Training Vision Models Without Real Data with Parallax

The Parallax Worlds platform enables users to rapidly create photorealistic simulations of real production environments. While most engineers think of simulation for testing, photorealistic simulation can in fact be very promising for generating high quality training data at scale, particularly for computer vision models.

In this example, we show how a computer vision model was trained to detect a new part completely inside the Parallax simulator, with zero real world data.

Scene Setup

For this example, we set up a table with the SO-101 Robot Arm (Part of HuggingFace's LeRobot Suite) in our office on a regular desk. The goal of this exercise is to get a computer vision model — the YOLOv11 detector — to learn to identify a coffee pod it has never seen before in its training. We choose the YOLO model here instead of a foundation model (such as SAM) because we want to test models that can run on edge compute on robot in a live production facility.

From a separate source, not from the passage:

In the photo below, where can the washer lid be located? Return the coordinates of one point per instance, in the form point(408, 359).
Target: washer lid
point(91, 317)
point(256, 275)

Using the Parallax platform, we first set up the scene, the table, coffee pod and robot in simulation. Note, all of this was generated using just an iPhone Pro and the Parallax website.

Gathering Training Data

Once the simulation is setup, gathering training data inside Parallax is extremely straightforward. The robot's cameras are already calibrated to exactly match the real world camera. You can simple drive the robot around, or give it a trajectory to follow and it can record all the images the robot sees from its perspective, exactly in the production environment.

Sample of 20 training images generated from the Parallax simulator

Training the Object Detector

In this example, we will be training a YOLOv11 detector, which is an open-source computer vision model to identify the new part. We will first automatically generate ground truth labels using SAM3, which can segment videos using a text prompt, and then use the standard training code from the YOLO developers to train a bounding box detector using our simulation data.

Sample of 20 training images with ground truth labels generated by SAM3 using the text prompt "Metal Disk"

Direct Transfer to the Real World

Now, without training the model on any real world data at all, we deploy the trained model on the real SO-101 arms in the real world setup. The model achieved an 89% mAP score (mean Average Precision) on a test dataset, and the results can qualitatively be seen below. You can also see the live inference speed of the system on a consumer GPU at 30 Hz.

We can see that not only is the model able to consistently detect the object, but it is robust against scene clutter, distractors, bright lights, reflections, and shadows.

Model robustness against background clutter, distractors, and lighting changes

Model robustness against relative camera position and gripper movements

This model was trained with just 400 images from simulation. By further scaling up the data collection, the performance of the YOLO model can be further improved to be deployed on a real world setup.